One situation we faced involved a claim of smoke damage. As part of its “winterization” of a predominantly second home, summer condominium complex, the Association “capped” the fireplace flues – that is, they sealed them with plastic, Unfortunately they failed to inform the owners of this and someone came down for a nice winter weekend, lit the fire in the fireplace, layed back on the couch with a fine brandy and a good book, only to have smoke pour back into the unit.
The Association filed a claim under its master casualty policy. However, as in common, it excluded the personal property of the Unit Owner and, as is becoming common, it continued a large deductible. As is equally often common the Unit Owner had no Condominium Owners Policy (an HO-6) and, thus, demanded that the Association pay for the cost of cleaning his expensive living room furniture, drapes, etc.
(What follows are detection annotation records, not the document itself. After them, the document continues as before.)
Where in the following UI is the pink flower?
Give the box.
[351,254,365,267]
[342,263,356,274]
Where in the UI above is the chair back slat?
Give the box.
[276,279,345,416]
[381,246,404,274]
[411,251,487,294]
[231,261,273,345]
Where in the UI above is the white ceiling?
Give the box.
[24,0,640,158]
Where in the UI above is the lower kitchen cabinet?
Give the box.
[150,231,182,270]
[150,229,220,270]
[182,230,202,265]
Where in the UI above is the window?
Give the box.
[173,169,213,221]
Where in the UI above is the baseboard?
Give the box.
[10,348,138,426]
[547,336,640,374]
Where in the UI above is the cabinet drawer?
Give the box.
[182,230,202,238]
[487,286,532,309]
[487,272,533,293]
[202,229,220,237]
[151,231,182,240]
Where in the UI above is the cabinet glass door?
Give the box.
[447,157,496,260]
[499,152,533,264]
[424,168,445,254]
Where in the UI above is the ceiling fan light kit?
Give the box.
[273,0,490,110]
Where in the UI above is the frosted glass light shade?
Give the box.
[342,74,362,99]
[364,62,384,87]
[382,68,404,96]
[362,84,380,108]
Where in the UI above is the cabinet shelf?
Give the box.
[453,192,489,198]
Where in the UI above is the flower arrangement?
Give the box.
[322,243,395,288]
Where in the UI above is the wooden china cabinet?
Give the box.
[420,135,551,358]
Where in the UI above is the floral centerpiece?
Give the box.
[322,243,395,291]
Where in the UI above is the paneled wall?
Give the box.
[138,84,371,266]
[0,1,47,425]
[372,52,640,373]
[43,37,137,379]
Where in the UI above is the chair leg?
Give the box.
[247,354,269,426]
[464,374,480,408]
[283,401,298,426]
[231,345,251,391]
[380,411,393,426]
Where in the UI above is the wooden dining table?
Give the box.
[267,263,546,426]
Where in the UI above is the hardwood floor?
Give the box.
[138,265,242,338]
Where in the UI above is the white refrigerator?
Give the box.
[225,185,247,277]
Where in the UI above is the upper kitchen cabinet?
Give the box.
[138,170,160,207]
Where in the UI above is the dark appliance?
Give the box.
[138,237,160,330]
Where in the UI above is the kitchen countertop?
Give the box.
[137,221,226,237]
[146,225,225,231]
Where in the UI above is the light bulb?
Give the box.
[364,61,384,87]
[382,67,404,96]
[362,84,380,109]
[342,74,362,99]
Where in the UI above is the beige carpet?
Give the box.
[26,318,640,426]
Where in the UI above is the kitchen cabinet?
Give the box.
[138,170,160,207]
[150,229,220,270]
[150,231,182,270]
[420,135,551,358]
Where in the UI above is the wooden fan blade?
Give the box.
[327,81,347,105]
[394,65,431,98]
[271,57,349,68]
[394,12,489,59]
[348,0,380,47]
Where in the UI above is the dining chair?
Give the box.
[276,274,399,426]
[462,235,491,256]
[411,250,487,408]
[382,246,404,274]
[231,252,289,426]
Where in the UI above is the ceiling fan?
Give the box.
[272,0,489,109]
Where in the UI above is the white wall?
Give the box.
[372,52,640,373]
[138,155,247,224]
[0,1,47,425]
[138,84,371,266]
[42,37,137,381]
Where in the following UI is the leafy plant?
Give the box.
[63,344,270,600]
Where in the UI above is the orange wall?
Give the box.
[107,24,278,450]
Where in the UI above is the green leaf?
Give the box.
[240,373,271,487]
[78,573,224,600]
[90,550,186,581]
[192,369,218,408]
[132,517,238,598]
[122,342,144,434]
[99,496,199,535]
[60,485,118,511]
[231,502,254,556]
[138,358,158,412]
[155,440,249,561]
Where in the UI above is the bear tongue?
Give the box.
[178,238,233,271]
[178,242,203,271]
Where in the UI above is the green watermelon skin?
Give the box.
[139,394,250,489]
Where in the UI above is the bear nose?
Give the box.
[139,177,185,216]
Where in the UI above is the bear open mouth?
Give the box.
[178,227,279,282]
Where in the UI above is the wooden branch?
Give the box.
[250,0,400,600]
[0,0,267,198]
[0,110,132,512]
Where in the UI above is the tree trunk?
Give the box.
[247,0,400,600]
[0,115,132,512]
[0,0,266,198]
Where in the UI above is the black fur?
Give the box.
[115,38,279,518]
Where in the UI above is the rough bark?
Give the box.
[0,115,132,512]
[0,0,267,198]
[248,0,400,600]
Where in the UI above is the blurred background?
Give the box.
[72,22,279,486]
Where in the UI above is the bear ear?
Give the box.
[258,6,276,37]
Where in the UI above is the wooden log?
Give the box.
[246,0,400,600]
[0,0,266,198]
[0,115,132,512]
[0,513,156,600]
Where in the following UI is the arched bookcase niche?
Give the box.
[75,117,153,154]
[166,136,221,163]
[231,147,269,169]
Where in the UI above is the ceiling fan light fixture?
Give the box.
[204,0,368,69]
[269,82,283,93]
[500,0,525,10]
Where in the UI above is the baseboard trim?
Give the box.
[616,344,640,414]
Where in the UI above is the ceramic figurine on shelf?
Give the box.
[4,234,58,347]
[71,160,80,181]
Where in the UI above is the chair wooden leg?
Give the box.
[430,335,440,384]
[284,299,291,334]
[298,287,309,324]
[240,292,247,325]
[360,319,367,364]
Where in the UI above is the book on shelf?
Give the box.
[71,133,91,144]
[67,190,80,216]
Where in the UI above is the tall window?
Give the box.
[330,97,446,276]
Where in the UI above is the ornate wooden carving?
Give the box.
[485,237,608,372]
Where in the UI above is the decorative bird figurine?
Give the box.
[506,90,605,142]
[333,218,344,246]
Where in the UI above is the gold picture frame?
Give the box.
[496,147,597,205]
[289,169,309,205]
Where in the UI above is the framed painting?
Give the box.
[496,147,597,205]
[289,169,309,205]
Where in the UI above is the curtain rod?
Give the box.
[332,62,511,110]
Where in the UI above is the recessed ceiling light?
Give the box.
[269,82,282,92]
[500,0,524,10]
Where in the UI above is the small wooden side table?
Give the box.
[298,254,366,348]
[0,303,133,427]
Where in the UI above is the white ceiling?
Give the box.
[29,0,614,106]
The Insurer took the position that since the Unit Owner was a “named insured” under the policy, a claim could not be made under the liability portion of the policy. Rather, the Association could only collect under the casualty loss portion. However, that only covered the Unit and not the Unit Owner’s personal property and was, as mentioned, subject to substantial deductible.
Fortunately, in that situation we were able to negotiate a resolution with the Insurer. However, another similar situation has arisen with another of our clients and this time the Insurer isn’t flinching yet.
All this points to the need by Boards and their Managers to carefully review insurance proposals. It also, unfortunately really points to the need to bring in qualified, independent insurance advisors to develop “specifications” for the Association’s insurance needs and/or for the Association to have its counsel thoroughly review policies. Many insurance policies, though seeming the same on the surface, are materially different when their terms are peeled back. Facing this problem after a loss is not a pleasant experience. Rather, making the extra effort in obtaining the policies can avoid unpleasant surprises.